Connected Histories:

This is  an online historical resource which is advertised on the Old Bailey Online. It provides information on British History from 1500-1900. Those who put together the latter have collaborated with The Institute of Historical research to bring together twenty two online resources into one search engine. Not all of this material is free to access, unlike the Old Bailey Online, hence a subscription is required for some of the sites.

Access to information on the Connected Histories project is found on a small link at the bottom of the home page, whereas the Old Bailey Online makes the detail of its project development much easier to find.  As the site brings together various other works, no new material was transcribed for Connected Histories. However, the use of OCR and manual checking is described and the failures of OCR are highlighted. API and XML are used but again this section of information is hard to get to grips with unless the language used is familiar to the reader.

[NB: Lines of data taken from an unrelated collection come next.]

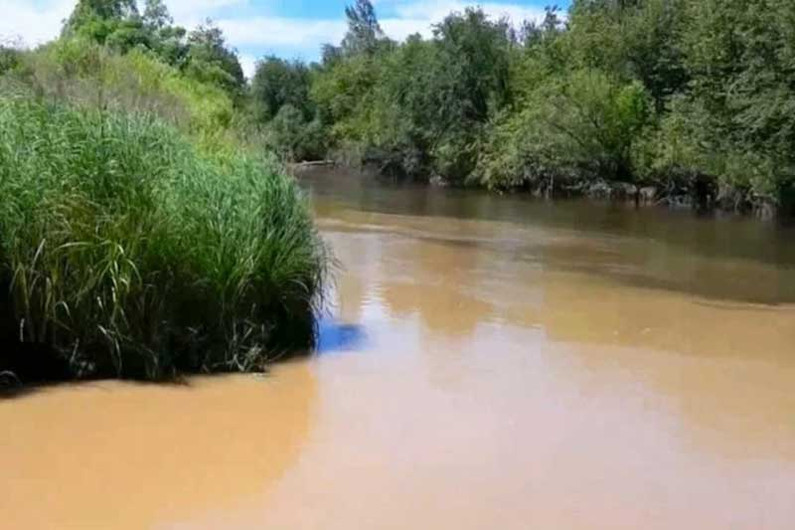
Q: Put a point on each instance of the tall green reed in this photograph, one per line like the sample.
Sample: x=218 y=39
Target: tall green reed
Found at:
x=131 y=253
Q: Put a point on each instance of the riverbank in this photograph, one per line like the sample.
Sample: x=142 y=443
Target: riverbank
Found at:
x=570 y=364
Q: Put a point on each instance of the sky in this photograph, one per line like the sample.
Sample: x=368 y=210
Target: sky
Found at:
x=292 y=29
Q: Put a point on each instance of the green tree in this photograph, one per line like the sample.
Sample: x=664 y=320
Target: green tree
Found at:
x=209 y=60
x=277 y=83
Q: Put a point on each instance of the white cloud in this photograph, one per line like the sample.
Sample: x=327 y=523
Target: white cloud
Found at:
x=36 y=21
x=309 y=34
x=248 y=63
x=436 y=11
x=281 y=32
x=32 y=23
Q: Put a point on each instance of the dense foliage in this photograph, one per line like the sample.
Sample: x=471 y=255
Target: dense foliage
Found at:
x=133 y=254
x=145 y=228
x=694 y=97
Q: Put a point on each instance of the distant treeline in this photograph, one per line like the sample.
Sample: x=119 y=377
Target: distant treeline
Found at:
x=693 y=100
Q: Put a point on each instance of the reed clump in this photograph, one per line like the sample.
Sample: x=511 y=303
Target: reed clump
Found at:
x=126 y=250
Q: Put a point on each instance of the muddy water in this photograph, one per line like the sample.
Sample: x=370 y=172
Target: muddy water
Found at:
x=489 y=362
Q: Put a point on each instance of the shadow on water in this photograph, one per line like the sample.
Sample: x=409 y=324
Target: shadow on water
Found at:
x=336 y=337
x=707 y=235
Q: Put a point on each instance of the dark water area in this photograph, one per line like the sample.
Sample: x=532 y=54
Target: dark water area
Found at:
x=717 y=255
x=484 y=362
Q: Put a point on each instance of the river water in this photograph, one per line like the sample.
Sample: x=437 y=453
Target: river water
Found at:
x=486 y=362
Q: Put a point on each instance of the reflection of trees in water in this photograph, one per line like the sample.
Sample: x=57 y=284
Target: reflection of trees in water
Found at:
x=125 y=456
x=727 y=371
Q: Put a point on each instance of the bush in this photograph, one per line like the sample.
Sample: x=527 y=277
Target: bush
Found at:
x=130 y=253
x=579 y=126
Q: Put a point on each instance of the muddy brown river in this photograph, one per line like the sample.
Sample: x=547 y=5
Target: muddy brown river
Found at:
x=486 y=362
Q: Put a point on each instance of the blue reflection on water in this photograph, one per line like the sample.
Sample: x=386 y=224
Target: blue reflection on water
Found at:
x=336 y=337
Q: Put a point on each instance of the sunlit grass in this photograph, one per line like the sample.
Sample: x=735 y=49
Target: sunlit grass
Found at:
x=133 y=254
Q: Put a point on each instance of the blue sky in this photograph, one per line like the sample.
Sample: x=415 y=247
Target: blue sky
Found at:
x=287 y=28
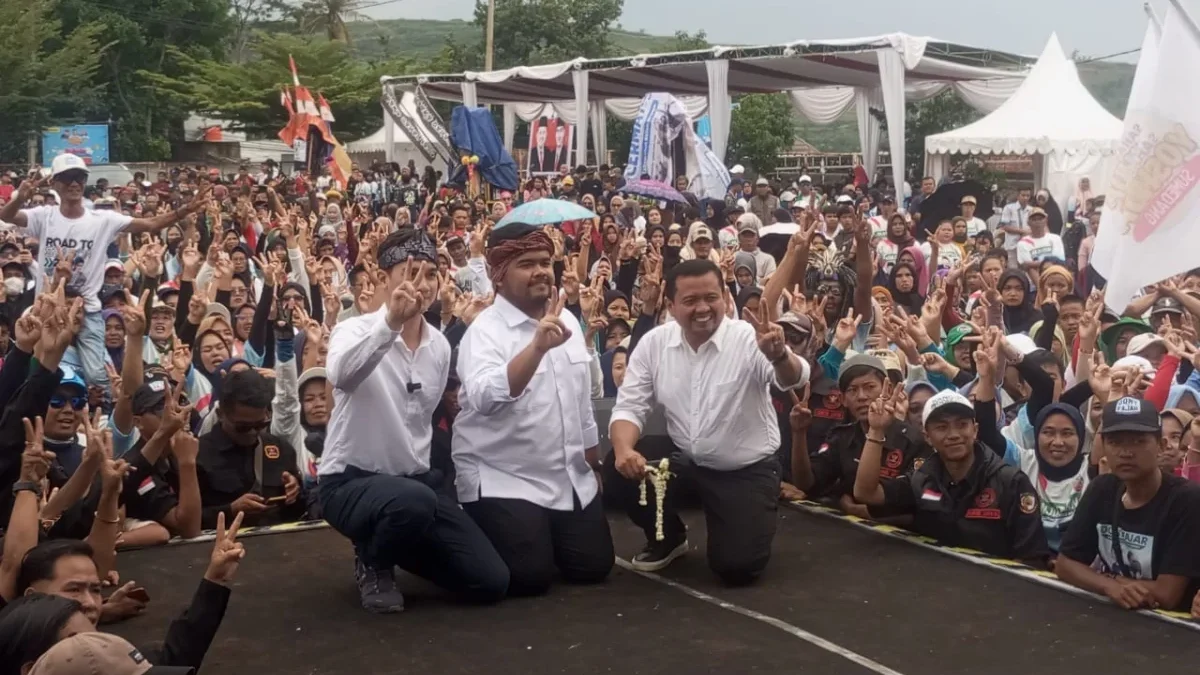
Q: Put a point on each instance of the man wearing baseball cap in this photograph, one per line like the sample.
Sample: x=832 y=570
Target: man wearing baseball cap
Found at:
x=831 y=471
x=963 y=496
x=1135 y=536
x=87 y=234
x=1038 y=245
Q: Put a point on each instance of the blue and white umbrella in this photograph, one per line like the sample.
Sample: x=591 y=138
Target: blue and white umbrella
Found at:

Connected Histories offers statistics similarly to that of the Old Bailey Online, but the search engine is simpler. This may be because of the wealth of different resources the site uses. There are sections which allow the user to search whether they require secondary sources, ephemera, images, maps and so on. So this search engine still has a lot to offer. It is well laid out, with each of the individual twenty two resources available to access on a scrolling bar. It seems that it is also possible to save and share information from Connected Histories.

Overall both sources are interesting, of a good quality and of use to historians and anyone who would wish to access them. The subscription required in the latter resource may be off putting for all those except serious researchers who are looking for something in particular. It has been difficult getting to grips with the technical language used in digital resources such as these and I look forward to gaining a better understanding of it all.